Laurent Bachler est professeur agrégé de philosophie au lycée Vaugelas de Chambéry. Il répond aux questions qui fachent de Gilbert Longhi : Que penser du fait que les bacheliers professionnels soient privés de philosophie ? Que penser de la philosophie au primaire ? Et de la notation au bac ?
Nombre d’expérimentations pour une mise en contact précoce des élèves avec la philosophie se déroulent depuis plusieurs années en école élémentaire. Selon vous s’agit-il d’une animation socioéducative ou de plus que cela?

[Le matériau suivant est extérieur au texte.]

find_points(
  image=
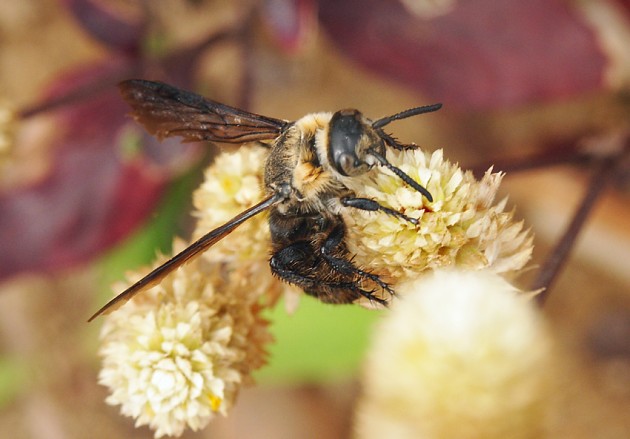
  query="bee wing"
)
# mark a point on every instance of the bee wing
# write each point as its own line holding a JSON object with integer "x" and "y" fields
{"x": 167, "y": 111}
{"x": 208, "y": 240}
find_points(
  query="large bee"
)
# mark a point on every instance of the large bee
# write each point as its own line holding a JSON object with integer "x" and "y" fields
{"x": 303, "y": 183}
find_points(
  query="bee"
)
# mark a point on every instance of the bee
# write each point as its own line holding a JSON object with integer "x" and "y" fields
{"x": 308, "y": 162}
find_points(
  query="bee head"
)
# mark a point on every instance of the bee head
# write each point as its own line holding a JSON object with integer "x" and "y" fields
{"x": 349, "y": 140}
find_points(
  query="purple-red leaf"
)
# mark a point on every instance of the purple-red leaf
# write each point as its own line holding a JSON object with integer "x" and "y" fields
{"x": 94, "y": 193}
{"x": 481, "y": 53}
{"x": 290, "y": 21}
{"x": 118, "y": 30}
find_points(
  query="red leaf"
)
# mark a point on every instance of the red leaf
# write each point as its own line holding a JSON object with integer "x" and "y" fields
{"x": 482, "y": 53}
{"x": 111, "y": 27}
{"x": 92, "y": 195}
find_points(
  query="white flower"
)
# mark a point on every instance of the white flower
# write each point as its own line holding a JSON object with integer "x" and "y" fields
{"x": 176, "y": 355}
{"x": 460, "y": 355}
{"x": 462, "y": 226}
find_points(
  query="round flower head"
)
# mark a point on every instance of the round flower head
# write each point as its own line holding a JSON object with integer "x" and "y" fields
{"x": 232, "y": 184}
{"x": 177, "y": 354}
{"x": 460, "y": 355}
{"x": 461, "y": 227}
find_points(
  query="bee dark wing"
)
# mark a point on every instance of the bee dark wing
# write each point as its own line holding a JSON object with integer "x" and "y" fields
{"x": 202, "y": 244}
{"x": 167, "y": 111}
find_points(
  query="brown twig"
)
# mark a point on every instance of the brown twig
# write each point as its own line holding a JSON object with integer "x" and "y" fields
{"x": 558, "y": 153}
{"x": 555, "y": 261}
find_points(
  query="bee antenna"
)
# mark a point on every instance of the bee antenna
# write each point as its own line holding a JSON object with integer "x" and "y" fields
{"x": 400, "y": 174}
{"x": 405, "y": 114}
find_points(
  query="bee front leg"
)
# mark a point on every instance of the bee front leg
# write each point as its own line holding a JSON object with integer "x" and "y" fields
{"x": 373, "y": 206}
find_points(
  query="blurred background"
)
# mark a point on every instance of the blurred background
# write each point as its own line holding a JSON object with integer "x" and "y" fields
{"x": 540, "y": 88}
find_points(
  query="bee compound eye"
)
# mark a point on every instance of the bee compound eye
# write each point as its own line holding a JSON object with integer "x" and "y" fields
{"x": 346, "y": 163}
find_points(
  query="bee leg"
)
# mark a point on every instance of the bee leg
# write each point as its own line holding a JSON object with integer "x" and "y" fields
{"x": 296, "y": 264}
{"x": 328, "y": 251}
{"x": 373, "y": 206}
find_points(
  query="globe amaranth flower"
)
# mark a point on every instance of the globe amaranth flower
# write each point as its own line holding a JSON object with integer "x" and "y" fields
{"x": 461, "y": 355}
{"x": 177, "y": 354}
{"x": 462, "y": 227}
{"x": 8, "y": 122}
{"x": 232, "y": 184}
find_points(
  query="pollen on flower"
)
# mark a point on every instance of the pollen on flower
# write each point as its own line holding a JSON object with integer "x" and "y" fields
{"x": 8, "y": 120}
{"x": 177, "y": 354}
{"x": 233, "y": 183}
{"x": 464, "y": 355}
{"x": 462, "y": 227}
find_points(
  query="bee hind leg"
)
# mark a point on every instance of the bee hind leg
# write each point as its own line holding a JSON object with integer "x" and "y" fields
{"x": 333, "y": 252}
{"x": 299, "y": 264}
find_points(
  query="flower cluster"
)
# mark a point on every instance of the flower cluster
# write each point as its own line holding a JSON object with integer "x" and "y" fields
{"x": 462, "y": 227}
{"x": 461, "y": 355}
{"x": 232, "y": 184}
{"x": 178, "y": 354}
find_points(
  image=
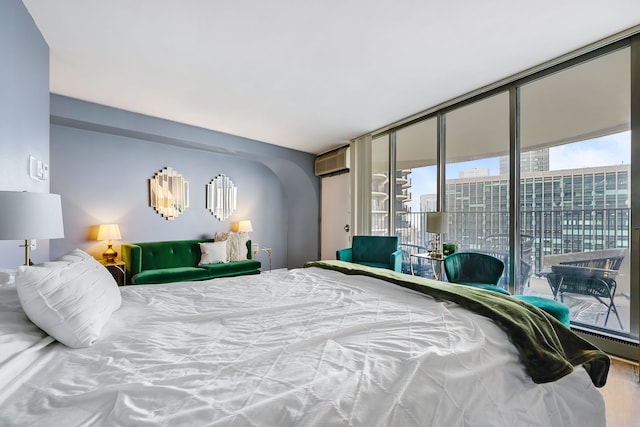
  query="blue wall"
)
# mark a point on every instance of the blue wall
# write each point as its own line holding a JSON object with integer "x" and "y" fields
{"x": 102, "y": 159}
{"x": 24, "y": 112}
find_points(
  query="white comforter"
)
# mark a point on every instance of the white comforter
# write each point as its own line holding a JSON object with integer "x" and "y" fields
{"x": 306, "y": 347}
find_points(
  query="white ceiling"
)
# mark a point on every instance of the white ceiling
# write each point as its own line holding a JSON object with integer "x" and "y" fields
{"x": 309, "y": 75}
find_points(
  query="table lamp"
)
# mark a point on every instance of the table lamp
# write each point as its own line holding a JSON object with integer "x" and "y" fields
{"x": 438, "y": 223}
{"x": 109, "y": 232}
{"x": 29, "y": 216}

L’idée d’une rencontre précoce avec la philosophie me semble précieuse. Et c’est à mon sens, plus qu’une animation socioéducative. La preuve en est que souvent les enfants participant à une discussion philosophique à l’école en parlent à leurs parents et à leurs proches. Dans ces discussions philosophiques, le dialogue porte finalement sur le sens que nous donnons aux mots et sur leur cohérence avec ce que nous vivons. Apprendre à donner du sens aux mots que l’on emploie et à en mesurer la portée, c’est l’un des aspects les plus intéressants de ces ateliers de philosophie en école élémentaire. Néanmoins, pour que les échanges aient vraiment un tour philosophique, l’aide des enseignants de philosophie du secondaire me semble elle aussi essentielle.
Les lycéens des terminales des filières générales et des filières technologiques reçoivent tous un enseignement de philosophie. Les élèves des terminales de la voie professionnelle n’en reçoivent pas. Pouvez-vous philosopher sur ce constat ?

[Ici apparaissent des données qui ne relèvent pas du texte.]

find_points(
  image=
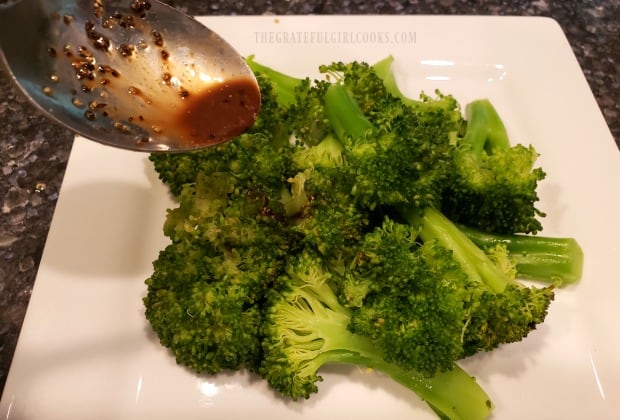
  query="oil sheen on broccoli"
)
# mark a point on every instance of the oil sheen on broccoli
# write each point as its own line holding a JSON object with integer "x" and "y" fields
{"x": 354, "y": 225}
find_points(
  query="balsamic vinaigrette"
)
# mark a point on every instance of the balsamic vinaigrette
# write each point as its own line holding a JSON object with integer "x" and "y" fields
{"x": 139, "y": 85}
{"x": 220, "y": 112}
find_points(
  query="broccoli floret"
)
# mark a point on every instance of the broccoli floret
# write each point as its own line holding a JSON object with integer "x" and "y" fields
{"x": 408, "y": 298}
{"x": 500, "y": 310}
{"x": 333, "y": 231}
{"x": 306, "y": 328}
{"x": 385, "y": 167}
{"x": 494, "y": 187}
{"x": 554, "y": 260}
{"x": 201, "y": 304}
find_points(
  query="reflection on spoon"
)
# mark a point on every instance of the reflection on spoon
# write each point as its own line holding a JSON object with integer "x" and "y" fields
{"x": 133, "y": 74}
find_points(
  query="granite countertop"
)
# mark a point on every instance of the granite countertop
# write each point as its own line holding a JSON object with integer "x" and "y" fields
{"x": 34, "y": 151}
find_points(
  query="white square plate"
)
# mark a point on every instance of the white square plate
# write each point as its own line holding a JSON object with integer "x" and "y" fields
{"x": 86, "y": 351}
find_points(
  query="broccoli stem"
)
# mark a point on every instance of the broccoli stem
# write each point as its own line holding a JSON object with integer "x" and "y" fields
{"x": 474, "y": 262}
{"x": 284, "y": 84}
{"x": 551, "y": 260}
{"x": 452, "y": 394}
{"x": 485, "y": 129}
{"x": 344, "y": 114}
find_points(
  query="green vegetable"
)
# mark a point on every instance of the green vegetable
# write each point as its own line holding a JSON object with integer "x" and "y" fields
{"x": 329, "y": 233}
{"x": 307, "y": 328}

Il me semble qu’il y a parfois dans certains établissements un enseignement de philosophie proposé à des élèves de la voie professionnelle. Cet enseignement repose sur le volontariat des enseignants et le volontariat des élèves. De telles conditions ne rendent pas possible une généralisation de cet enseignement dans ses formes actuelles. Je ne vois aucune raison de refuser à un élève qui souhaite rencontrer la philosophie la possibilité de le faire. En revanche, ce qui fait débat, parce que nous sommes dans le cadre de l’institution scolaire, c’est la nature des exercices que l’on demande aux élèves. Faut-il demander à tous les élèves de toutes les séries, et de toutes les voies, de faire une dissertation ? Ou faut-il distinguer différents types d’exercices, sans perdre le cœur même de la démarche philosophique ? C’est un débat en cours et qui appartient aux professeurs de philosophie.
Dans les forums en ligne, les lycéens présentent souvent la philosophie comme une discipline floue qui tombe sur les élèves dix mois avant le bac et qui n’induit qu’une question peu philosophique, à savoir : comment assurer un résultat pas trop mauvais pour l’examen ? Quelle réflexion vous inspire ce point de vue ?

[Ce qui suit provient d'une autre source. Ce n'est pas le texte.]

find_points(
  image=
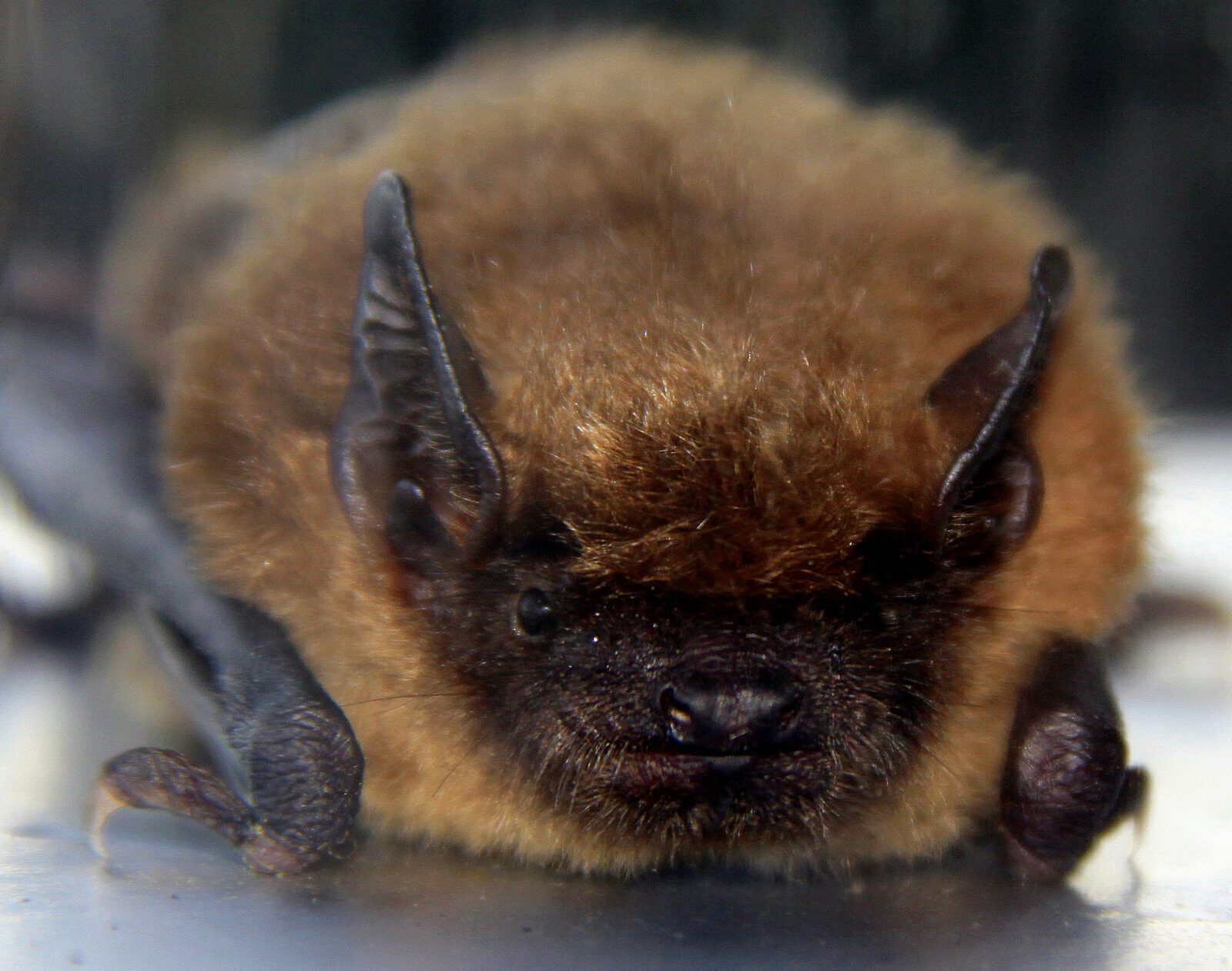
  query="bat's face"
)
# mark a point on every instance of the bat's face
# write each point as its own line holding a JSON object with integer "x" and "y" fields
{"x": 677, "y": 696}
{"x": 656, "y": 714}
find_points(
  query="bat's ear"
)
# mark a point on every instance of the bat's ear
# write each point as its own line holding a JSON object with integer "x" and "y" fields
{"x": 410, "y": 460}
{"x": 1066, "y": 778}
{"x": 983, "y": 400}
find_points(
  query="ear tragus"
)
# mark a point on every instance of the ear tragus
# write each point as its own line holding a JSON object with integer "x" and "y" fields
{"x": 410, "y": 459}
{"x": 985, "y": 396}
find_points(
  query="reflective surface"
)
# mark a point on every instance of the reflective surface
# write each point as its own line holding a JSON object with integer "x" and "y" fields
{"x": 169, "y": 896}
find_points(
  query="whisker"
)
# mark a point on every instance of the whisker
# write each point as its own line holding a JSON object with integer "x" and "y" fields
{"x": 456, "y": 767}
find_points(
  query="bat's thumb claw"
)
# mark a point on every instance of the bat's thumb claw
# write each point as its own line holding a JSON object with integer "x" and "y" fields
{"x": 104, "y": 801}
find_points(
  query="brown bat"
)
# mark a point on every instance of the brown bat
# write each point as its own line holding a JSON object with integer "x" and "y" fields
{"x": 752, "y": 480}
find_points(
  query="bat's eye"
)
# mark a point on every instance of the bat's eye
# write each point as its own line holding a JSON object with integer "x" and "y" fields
{"x": 536, "y": 615}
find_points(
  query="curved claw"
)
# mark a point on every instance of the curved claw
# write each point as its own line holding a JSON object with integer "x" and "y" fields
{"x": 162, "y": 779}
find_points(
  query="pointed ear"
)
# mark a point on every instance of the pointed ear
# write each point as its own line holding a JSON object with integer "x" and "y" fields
{"x": 1066, "y": 778}
{"x": 983, "y": 398}
{"x": 410, "y": 459}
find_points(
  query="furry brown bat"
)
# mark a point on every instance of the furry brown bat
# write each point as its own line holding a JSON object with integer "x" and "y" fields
{"x": 752, "y": 480}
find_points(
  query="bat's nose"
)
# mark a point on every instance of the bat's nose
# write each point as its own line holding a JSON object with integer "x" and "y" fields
{"x": 725, "y": 714}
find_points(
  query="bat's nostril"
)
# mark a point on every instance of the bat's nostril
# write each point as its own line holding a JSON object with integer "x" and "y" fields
{"x": 725, "y": 714}
{"x": 675, "y": 712}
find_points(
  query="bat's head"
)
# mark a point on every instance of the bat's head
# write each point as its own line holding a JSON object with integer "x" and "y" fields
{"x": 695, "y": 628}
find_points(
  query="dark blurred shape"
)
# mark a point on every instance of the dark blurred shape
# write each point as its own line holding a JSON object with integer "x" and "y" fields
{"x": 1123, "y": 108}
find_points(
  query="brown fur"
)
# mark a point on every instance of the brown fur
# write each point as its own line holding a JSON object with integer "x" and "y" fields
{"x": 710, "y": 297}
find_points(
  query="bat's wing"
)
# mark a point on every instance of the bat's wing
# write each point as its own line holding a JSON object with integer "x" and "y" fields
{"x": 77, "y": 437}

De la tristesse. Et j’espère que ceux qui s’expriment sur ces forums ne sont pas la majorité de nos élèves. Parce que la philosophie ne s’enseigne qu’en Terminale, nos élèves ont une tendance naturelle à confondre la discipline avec le professeur qu’ils ont eu. C’est donc, beaucoup plus que pour les autres disciplines, une question de rencontre. Quand cette rencontre a lieu, il me semble que les élèves ne gardent pas un mauvais souvenir de leur cours de philosophie et ne le réduisent surtout pas à une note d’examen. Quand cette rencontre n’a pas lieu, il faut que nous puissions avoir d’autres occasions de rencontrer la philosophie. Que ce soit avant la Terminale, ou après la Terminale. Dans les Cafés-philo par exemple, il n’y a pas d’examen noté à la fin ! Et pourtant, beaucoup y trouve des idées, du sens et du respect dans les échanges d’idées. La philosophie est une belle et prestigieuse discipline académique. Mais elle n’est pas que cela.
Les élèves sont quelquefois convaincus que la note obtenue en philo dépend davantage du correcteur que de la nature du devoir… Comment expliquer cette impression ?
Les élèves peuvent avoir cette impression parce que leur note au bac ne correspond pas à la moyenne de leurs notes obtenues au cours de l’année. De multiples raisons peuvent expliquer ce décalage, au premier rang desquels la qualité du travail de l’élève. Certains font mieux que d’habitude parce qu’ils ont mieux réviser. D’autres peuvent perdre une partie de leurs moyens à cause du stress ou tout simplement de mauvaises révisions. Le fait que le correcteur ne soit pas le même que le professeur de l’année ne me semble pas le plus pertinent. Enfin, la philosophie est une discipline qui, plus que d’autres, souffre de nombreux préjugés. Cela tient au fait que tout le monde a une opinion sur la philosophie. C’est la rançon de la gloire, car les grandes questions philosophiques parlent à tous.